Pagerank in directed *acyclic* graphs (DAG)

I deal with pagerank computations on large directed acyclic graphs (DAG).

I found no reference to work on this specific case, only some work on pagerank in more specific cases, e.g., PageRank of Scale Free Growing Networks.

• Does anyone know any reference for DAGs?

• Is there any way to use DAG features to speed pagerank computations up?

A sequel of this question is posted here.

• You should be able to compute in closed form the pagerank of a vertex with no incoming edges. And so on for a vertex once all its in-neighbors' pageranks are known. So a topological sort followed by a single pass should do the trick.
– usul
Sep 20 '21 at 18:14
• This would be wonderful, and I am amazed that no paper seems to detail this! Still looking for a reference, or I will have to write it myself. Sep 20 '21 at 19:12
• I am far from an expert but from the definition I see on wikipedia: you need to have non-zero pagerank for the sources of your dag, otherwise it will be $0$ everywhere (seems to be related to so-called "damping factor" in wikipedia). And I agree with usul's comment: $pagerank(u) = f(pangerank(v_1), \dots, pangerank(v_k))$ with $v_1, \dots, v_k$ being ingoing neighbors of $u$ and $f$ being computable with $O(k)$ arithmetic operations so the whole thing is computable in $O(|E|)$ arithmetic operations, where $E$ are the edges ($O(1)$ operations per edge).
– holf
Sep 21 '21 at 4:41

As suggested by the comments (thanks!), the answer is positive and rather easy.

We want to compute the pagerank of all vertices of a DAG (Directed Acyclic Graph) $$G = (V,E)$$ with $$n$$ vertices and $$m$$ edges. For any vertex $$u$$, let us denote by $$d^+(u)$$ its out-degree: $$d^+(u) = |\{v, (u,v)\in E\}|$$.

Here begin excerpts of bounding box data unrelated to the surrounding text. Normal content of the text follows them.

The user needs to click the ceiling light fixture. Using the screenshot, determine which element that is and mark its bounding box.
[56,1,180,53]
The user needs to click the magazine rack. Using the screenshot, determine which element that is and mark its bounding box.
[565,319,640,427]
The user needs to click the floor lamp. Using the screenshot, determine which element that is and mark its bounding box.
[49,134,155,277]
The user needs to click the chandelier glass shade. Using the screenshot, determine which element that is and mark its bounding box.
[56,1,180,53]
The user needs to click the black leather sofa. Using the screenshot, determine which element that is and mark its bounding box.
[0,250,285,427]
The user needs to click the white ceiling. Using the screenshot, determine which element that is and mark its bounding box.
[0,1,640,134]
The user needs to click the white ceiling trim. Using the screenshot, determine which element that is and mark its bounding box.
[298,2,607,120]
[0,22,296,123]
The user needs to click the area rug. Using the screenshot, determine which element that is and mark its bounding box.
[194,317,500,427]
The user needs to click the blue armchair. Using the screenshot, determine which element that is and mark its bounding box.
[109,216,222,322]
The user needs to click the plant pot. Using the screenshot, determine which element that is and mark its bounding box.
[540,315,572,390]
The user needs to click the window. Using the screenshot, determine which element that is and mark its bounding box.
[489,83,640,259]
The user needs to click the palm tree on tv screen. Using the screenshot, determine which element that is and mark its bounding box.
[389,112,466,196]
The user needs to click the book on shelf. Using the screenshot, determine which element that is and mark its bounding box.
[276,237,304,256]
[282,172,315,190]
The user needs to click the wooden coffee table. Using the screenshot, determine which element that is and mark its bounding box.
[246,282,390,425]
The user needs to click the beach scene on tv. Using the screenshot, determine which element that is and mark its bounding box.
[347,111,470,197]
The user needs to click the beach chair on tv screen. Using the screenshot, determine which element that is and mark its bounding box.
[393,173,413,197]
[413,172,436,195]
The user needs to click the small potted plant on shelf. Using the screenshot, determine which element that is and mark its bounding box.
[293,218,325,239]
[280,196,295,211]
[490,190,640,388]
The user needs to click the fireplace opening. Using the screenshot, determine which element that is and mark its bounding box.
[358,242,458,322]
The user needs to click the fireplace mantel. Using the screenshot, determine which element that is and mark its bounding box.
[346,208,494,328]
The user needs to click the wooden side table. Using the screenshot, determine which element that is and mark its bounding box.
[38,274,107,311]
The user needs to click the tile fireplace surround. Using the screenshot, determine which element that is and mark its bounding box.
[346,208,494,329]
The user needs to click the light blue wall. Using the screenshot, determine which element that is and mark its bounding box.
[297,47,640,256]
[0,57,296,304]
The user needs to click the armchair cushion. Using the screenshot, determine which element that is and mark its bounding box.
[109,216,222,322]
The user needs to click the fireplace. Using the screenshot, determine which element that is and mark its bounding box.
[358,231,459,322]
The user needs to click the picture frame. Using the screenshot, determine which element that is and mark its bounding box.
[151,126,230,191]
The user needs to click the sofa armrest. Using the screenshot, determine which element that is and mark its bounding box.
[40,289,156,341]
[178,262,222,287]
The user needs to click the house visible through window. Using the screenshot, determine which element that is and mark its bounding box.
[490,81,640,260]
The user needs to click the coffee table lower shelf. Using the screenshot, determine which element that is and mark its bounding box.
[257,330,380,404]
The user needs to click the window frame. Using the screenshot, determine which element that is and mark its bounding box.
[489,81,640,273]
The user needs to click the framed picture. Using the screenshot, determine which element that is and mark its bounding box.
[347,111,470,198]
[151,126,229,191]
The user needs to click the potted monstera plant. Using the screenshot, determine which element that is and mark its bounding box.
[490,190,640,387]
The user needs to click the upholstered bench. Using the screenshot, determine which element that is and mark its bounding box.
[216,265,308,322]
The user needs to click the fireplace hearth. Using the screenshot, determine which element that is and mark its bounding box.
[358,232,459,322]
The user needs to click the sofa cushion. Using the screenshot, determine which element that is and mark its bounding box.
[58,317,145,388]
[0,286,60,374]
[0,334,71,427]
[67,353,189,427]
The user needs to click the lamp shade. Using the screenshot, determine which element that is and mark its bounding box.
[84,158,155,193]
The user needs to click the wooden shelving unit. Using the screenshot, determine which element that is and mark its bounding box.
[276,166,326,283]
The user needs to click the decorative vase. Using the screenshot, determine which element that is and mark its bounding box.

Pagerank is basically defined as the stationnary distribution of the following random walk, for a given parameter $$\alpha$$. The walk starts at a uniformly chosen random vertex. When the walker is at vertex $$v$$, it goes with probability $$\alpha$$ to a uniformly random out-neighbor of $$v$$, and it goes with probability $$1-\alpha$$ to a uniformly random vertex. If $$v$$ has no out-going edge, then the walker stays at $$v$$ with probability $$\alpha$$.

Then, the probability to be at vertex $$x$$ after $$t$$ steps is $$p _t(x) = \frac{1-\alpha}{n} + \alpha\cdot\sum_{y, (y,x)\in E} \frac{p_{t-1}(y)}{d^+(y)}$$. Therefore, the pagerank of any vertex $$v$$ is $$p(v)$$ such that $$p(v) = \frac{1-\alpha}{n} + \alpha\cdot\sum_{u, (u,v)\in E} \frac{p(u)}{d^+(u)}$$

Clearly, if a vertex has no in-coming edge, then its pagerank is $$\frac{1-\alpha}{n}$$.

And, clearly too, if one knows the pagerank of all in-neighbors of a given vertex, the formula above gives the pagerank of this vertex.

As a consequence, one may obtain the pagerank of all vertices in $$O(n+m)$$ time and space by iteratively processing vertices such that all their in-neighbors have already been processed. An appropriate order may be obtained through a topological sorting in $$O(n+m)$$ time and space.

This leads to new questions on the on-line computation of pagerank in a DAG, that seem more difficult.